Hemos extractado de un trabajo sobre ética pública los siguientes conceptos:
Como señala el Profesor Julio Rodolfo COMADIRA, la marcada preocupación social manifestada en los últimos años y percibida por la mayoría de los politólogos, juristas e intelectuales en general, alertó a las autoridades gubernamentales de todas las latitudes del problema de la existencia de un Estado detrás del Estado, caracterizado por prácticas reñidas tanto con las bases elementales del orden democrático como con el Derecho. Esto, en un marcado desprecio hacia los principios de legalidad, publicidad, transparencia, control y responsabilidad de los actos de gobierno, reflejando, así, una alarmante disfunción estructural, política y administrativa.(*)
(*)Cfr. COMADIRA, Julio Rodolfo, La regulación jurídica de la ética pública, en Revista de Derecho Público 2002-2: La emergencia económica, segunda parte, Rubinzal Culzoni, Santa Fe, 2002, ps. 598 y ss.
La regulación de la ética pública en el derecho argentino, al igual que en la mayoría de los países que se han preocupado por esta temática, es difusa, sin perjuicio de que determinadas normas tengan como objeto principal la positivización de algunos principios y estándares de conducta sobre los cuales existe cierto consenso. A ellas nos referiremos en este apartado.
En primer lugar, corresponde mencionar los instrumentos de carácter internacional, es decir, los tratados que nuestro país celebra con otros Estados y que, por expresa disposición Constitucional, gozan de jerarquía superior a las leyes.(Ver artículo 75 inciso 22 de la Constitución de la Nación Argentina.)
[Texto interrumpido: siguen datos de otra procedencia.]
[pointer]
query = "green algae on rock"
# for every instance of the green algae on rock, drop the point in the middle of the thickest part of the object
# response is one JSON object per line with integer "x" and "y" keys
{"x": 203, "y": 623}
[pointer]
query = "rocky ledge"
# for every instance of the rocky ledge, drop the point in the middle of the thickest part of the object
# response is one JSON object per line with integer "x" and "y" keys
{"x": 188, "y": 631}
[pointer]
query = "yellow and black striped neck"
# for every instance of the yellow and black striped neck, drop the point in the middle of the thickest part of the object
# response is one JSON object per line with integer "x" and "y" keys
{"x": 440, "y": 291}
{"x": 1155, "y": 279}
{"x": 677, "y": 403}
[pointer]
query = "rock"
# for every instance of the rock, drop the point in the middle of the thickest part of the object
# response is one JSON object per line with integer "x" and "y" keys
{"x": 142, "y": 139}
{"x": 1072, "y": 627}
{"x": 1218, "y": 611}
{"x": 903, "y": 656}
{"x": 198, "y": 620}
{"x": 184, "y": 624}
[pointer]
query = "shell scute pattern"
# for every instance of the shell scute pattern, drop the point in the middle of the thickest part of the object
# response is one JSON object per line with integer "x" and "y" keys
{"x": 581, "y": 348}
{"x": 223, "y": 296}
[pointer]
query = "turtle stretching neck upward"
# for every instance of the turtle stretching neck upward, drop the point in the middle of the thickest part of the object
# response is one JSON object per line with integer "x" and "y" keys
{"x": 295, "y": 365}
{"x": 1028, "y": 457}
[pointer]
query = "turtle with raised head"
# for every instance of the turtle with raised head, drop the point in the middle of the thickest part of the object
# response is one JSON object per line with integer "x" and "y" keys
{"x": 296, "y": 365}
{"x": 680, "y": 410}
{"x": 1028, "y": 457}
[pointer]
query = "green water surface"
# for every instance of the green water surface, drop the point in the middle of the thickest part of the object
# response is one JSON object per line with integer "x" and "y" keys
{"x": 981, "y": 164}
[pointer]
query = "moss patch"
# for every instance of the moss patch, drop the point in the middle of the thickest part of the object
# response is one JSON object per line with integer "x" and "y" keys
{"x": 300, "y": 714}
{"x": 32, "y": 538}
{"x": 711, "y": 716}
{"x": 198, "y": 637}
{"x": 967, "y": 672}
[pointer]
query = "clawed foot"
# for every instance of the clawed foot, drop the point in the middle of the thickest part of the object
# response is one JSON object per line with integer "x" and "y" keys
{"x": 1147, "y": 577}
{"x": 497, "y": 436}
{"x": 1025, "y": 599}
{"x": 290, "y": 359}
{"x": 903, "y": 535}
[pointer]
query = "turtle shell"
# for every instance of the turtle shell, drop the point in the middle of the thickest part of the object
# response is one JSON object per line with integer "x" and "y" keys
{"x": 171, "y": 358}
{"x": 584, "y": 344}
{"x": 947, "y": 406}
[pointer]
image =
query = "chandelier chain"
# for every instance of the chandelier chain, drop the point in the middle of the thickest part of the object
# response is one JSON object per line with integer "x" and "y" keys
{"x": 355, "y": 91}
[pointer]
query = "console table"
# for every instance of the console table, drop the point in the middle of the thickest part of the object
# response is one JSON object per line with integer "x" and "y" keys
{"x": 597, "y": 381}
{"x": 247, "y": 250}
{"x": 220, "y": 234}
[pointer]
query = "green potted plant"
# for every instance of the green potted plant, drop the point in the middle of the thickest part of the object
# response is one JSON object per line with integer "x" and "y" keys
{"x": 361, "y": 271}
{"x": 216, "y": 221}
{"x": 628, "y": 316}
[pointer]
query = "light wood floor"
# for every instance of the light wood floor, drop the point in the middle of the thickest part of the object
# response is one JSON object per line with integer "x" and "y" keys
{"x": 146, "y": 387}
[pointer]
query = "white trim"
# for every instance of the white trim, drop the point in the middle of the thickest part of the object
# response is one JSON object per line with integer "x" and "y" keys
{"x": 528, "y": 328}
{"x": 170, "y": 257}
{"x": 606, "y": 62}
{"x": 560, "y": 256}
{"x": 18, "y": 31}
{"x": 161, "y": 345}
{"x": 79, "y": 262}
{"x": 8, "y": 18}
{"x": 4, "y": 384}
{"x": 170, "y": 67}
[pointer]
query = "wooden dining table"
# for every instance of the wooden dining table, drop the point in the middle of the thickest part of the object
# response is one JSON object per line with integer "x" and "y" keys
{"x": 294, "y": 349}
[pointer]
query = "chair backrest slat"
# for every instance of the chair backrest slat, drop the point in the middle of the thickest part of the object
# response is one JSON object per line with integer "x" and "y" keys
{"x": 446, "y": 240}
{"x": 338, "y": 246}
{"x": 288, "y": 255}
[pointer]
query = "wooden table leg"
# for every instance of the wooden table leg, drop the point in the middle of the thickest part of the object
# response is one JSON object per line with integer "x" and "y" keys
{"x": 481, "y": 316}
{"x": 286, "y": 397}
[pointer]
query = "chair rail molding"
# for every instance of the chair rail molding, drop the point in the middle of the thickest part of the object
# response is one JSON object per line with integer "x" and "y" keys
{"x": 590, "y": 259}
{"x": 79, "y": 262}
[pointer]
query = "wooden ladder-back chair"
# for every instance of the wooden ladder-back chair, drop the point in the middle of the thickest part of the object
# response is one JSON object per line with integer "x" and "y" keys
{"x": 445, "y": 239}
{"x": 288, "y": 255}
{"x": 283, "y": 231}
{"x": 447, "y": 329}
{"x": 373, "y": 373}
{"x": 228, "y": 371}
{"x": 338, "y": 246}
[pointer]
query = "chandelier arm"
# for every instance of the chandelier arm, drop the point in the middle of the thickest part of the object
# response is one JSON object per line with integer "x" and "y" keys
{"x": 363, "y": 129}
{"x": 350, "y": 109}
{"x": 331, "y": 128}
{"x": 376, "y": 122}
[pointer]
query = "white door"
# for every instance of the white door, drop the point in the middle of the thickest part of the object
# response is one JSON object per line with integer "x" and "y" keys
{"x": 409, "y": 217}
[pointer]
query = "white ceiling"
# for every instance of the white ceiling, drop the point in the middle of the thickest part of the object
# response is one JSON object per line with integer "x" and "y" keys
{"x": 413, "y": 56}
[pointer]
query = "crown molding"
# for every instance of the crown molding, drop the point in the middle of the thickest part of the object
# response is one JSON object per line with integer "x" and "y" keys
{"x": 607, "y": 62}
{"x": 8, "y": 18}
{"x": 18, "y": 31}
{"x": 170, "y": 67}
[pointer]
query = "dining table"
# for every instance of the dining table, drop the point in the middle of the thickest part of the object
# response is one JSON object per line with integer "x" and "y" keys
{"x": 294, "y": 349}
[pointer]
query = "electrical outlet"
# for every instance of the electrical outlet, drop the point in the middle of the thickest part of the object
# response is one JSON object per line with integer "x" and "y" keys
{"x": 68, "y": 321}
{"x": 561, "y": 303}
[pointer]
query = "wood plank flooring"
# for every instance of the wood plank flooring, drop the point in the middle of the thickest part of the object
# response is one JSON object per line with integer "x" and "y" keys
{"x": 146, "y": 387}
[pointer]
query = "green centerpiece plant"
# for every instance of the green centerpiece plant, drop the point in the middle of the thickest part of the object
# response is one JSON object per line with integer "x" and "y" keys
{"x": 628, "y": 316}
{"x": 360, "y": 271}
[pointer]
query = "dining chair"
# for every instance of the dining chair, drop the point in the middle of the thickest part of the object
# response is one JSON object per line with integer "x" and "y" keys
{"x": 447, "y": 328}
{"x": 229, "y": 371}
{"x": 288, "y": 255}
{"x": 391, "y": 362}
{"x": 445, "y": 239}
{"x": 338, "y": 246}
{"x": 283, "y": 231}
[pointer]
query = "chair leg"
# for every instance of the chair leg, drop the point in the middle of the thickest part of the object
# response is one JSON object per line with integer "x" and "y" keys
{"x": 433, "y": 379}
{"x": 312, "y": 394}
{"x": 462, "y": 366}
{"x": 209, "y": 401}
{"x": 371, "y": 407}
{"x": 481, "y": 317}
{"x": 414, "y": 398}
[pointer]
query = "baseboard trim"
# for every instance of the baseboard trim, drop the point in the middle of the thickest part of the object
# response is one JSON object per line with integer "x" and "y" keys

La “Convención Interamericana Contra la Corrupción”, aprobada en la Tercera Sesión Plenaria de la Organización de Estados Americanos celebrada en Caracas, Venezuela, entre el 27 y 29 de marzo de 1996[**], intenta dar una respuesta sistemática al problema por medio de la prevención y sanción de la corrupción administrativa.
(**)Aprobada por la Ley 24.759, publicada en el Boletín Oficial el 17/01/1997.
Con ese fin se desarrollan mecanismos para prevenir, detectar, sancionar y erradicar la corrupción, comprometiéndose los Estados signatarios a cooperar para asegurar la eficacia de las medidas que se propone adoptar.
Otro instrumento internacional a considerar es la “Convención sobre la Lucha contra el Cohecho de Funcionarios Públicos Extranjeros en las Transacciones Comerciales Internacionales”, incorporada al derecho interno argentino en el año 2000[***]. Con su suscripción, cada Estado firmante se obliga a tipificar el delito “cohecho a un funcionario público extranjero” y, a su vez, a tomar las medidas necesarias para establecer la responsabilidad de las personas jurídicas que lo cometan.
(***)Aprobada por la Ley 25.319, publicada en el Boletín Oficial el 18/10/2000.